Secondo quanto ricostruito dagli inquirenti, la donna era convinta che il bimbo fosse affetto da problemi di ritardo mentale, nonostante questa sua teoria non fosse finora stata confermata dal punto di vista sanitario, per questo l'avrebbe ucciso
Sembra fosse ossessionata da quei presunti ritardi mentali accusati dal figlio di soli due anni e mezzo. Ritardi finora mai diagnosticati dal servizio sanitario, ma che per lei, che lo aveva messo al mondo nel luglio del 2019, erano evidenti. E sarebbe stata proprio questa ossessione a spingere ieri sera la donna, 40 anni maturati all'interno di una buona famiglia di Torre del Greco (Napoli), a uccidere il bimbo annegandolo nello specchio d'acqua a ridosso del porto. Inutili i tentativi di salvare il piccolo. Interrogata dagli investigatori, la donna successivamente ha ammesso le proprie responsabilità. Ora è rinchiusa nel carcere femminile di Pozzuoli, su disposizione della procura di Torre Annunziata. L'accusa è di omicidio volontario.
La ricostruzione
È avvenuto nella serata di ieri, quando il piccolo è stato recuperato senza vita nelle acque antistanti località La Scala, a due passi da un parco giochi tanto frequentato d'estate, quanto isolato e buio d'inverno. In questo scenario alcune persone sono state attratte dalle urla: due ragazzini, notata la scena e vista la donna in prossimità di una scogliera, si sono tuffati in acqua per prestare soccorso al piccolo. Una prontezza che però non è servita a salvarlo: inutili i soccorsi e il disperato tentativo di praticargli un massaggio cardiaco. Le indagini, condotte dai carabinieri della sezione operativa della compagnia di viale Carlo Alberto Dalla Chiesa, hanno consentito di raccogliere gravi indizi di colpevolezza a carico della donna. Il primo a dare l'allarme era stato il marito, che ne aveva denunciato l'allontanamento dalla casa di famiglia, a ridosso del centro cittadino di Torre del Greco, assieme al piccolo attorno alle 21. La donna, in evidente stato di choc, è stata condotta negli uffici dell'Arma: qui è stata interrogata, alla presenza del difensore di fiducia, dal pm di turno. Al termine dell'interrogatorio è arrivato il decreto di fermo.
Le indagini
''Sono tuttora in corso le indagini per accertare compiutamente i motivi dell'omicidio - ha detto il procuratore della Repubblica di Torre Annunziata, Nunzio Fragliasso - ma allo stato, sulla scorta delle prime acquisizioni investigative, il gesto della donna sarebbe riconducibile al fatto che la stessa credeva che il figlio fosse affetto da problemi di ritardo mentale, nonostante non vi fosse alcuna conferma dal punto di vista sanitario''. Nella zona della Scala per tutta la giornata si sono susseguiti i rilievi investigativi ma anche il pellegrinaggio dei passanti, molto toccati dalla tragedia. Qualcuno ha posto una croce in legno rudimentale nella sabbia, mentre l'area è stata posta sotto sequestro.

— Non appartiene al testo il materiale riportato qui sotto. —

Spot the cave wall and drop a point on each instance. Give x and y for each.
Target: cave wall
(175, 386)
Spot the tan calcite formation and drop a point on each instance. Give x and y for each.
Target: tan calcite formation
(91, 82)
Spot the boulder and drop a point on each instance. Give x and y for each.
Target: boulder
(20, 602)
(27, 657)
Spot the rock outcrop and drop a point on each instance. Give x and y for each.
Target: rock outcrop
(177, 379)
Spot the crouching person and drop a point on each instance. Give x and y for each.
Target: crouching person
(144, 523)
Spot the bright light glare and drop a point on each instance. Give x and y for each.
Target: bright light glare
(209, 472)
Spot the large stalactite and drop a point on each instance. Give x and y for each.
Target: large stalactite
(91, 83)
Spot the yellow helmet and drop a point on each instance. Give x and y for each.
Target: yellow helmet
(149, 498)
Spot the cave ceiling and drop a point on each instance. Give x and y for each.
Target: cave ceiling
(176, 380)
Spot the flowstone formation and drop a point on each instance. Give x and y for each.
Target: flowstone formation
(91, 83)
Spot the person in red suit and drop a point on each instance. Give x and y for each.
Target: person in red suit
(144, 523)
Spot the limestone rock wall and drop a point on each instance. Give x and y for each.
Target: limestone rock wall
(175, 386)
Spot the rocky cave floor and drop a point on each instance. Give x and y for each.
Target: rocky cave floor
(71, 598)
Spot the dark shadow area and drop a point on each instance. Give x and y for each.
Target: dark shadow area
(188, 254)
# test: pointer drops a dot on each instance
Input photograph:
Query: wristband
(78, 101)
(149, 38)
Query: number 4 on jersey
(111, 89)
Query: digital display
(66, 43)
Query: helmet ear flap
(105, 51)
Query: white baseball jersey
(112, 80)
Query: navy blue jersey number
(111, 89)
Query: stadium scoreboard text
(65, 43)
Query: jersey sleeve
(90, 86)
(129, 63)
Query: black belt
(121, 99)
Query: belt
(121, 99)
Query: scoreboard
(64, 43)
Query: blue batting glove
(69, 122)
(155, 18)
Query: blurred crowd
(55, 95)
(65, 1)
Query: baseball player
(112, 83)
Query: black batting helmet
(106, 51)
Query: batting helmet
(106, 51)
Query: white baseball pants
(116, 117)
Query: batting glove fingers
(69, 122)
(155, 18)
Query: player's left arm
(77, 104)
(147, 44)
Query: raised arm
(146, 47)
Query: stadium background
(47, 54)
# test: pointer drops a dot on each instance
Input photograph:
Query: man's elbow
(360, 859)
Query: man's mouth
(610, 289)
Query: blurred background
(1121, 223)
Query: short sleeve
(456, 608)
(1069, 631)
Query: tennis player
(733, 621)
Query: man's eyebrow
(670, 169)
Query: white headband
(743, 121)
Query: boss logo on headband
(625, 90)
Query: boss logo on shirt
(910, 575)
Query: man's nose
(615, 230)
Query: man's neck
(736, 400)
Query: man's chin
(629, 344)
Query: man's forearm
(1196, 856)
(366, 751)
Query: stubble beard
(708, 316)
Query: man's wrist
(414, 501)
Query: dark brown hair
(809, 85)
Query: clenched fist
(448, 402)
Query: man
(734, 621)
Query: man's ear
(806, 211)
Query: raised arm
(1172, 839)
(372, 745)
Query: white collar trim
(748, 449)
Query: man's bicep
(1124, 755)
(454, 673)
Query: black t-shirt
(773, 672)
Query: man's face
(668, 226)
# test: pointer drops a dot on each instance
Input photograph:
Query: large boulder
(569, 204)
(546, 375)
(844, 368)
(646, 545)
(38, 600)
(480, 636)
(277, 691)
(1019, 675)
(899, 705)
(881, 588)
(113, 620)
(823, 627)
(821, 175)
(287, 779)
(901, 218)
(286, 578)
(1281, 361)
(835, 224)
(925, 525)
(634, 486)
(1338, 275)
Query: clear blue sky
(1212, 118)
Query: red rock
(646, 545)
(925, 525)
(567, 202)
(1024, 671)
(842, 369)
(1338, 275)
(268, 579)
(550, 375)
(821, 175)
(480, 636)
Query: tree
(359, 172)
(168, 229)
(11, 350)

Il racconto dei due ragazzini intervenuti
Due minorenni, tra i primi ad intervenire, danno la loro testimonianza: ''Abbiamo udito le grida di aiuto provenire dalla zona e quando ci siamo avvicinati abbiamo notato una donna sull'estremità della scogliera e un uomo, che abbiamo pensato potesse essere il padre del piccolo, in mare. Visto che era in difficoltà, abbiamo deciso di entrare in acqua dalla parte dove sapevamo si toccava fino a raggiungere il piccolo. Ma già nel portarlo a riva abbiamo capito che la situazione era disperata''. I ragazzi avrebbero poi dato una mano alla donna: ''Quando siamo tornati verso la scogliera, la signora ha detto di essere stata rapinata da uno straniero. Arrivati a riva, c'era chi stava provando a rianimare il piccolo con un massaggio cardiaco. Ma non c'è stato nulla da fare".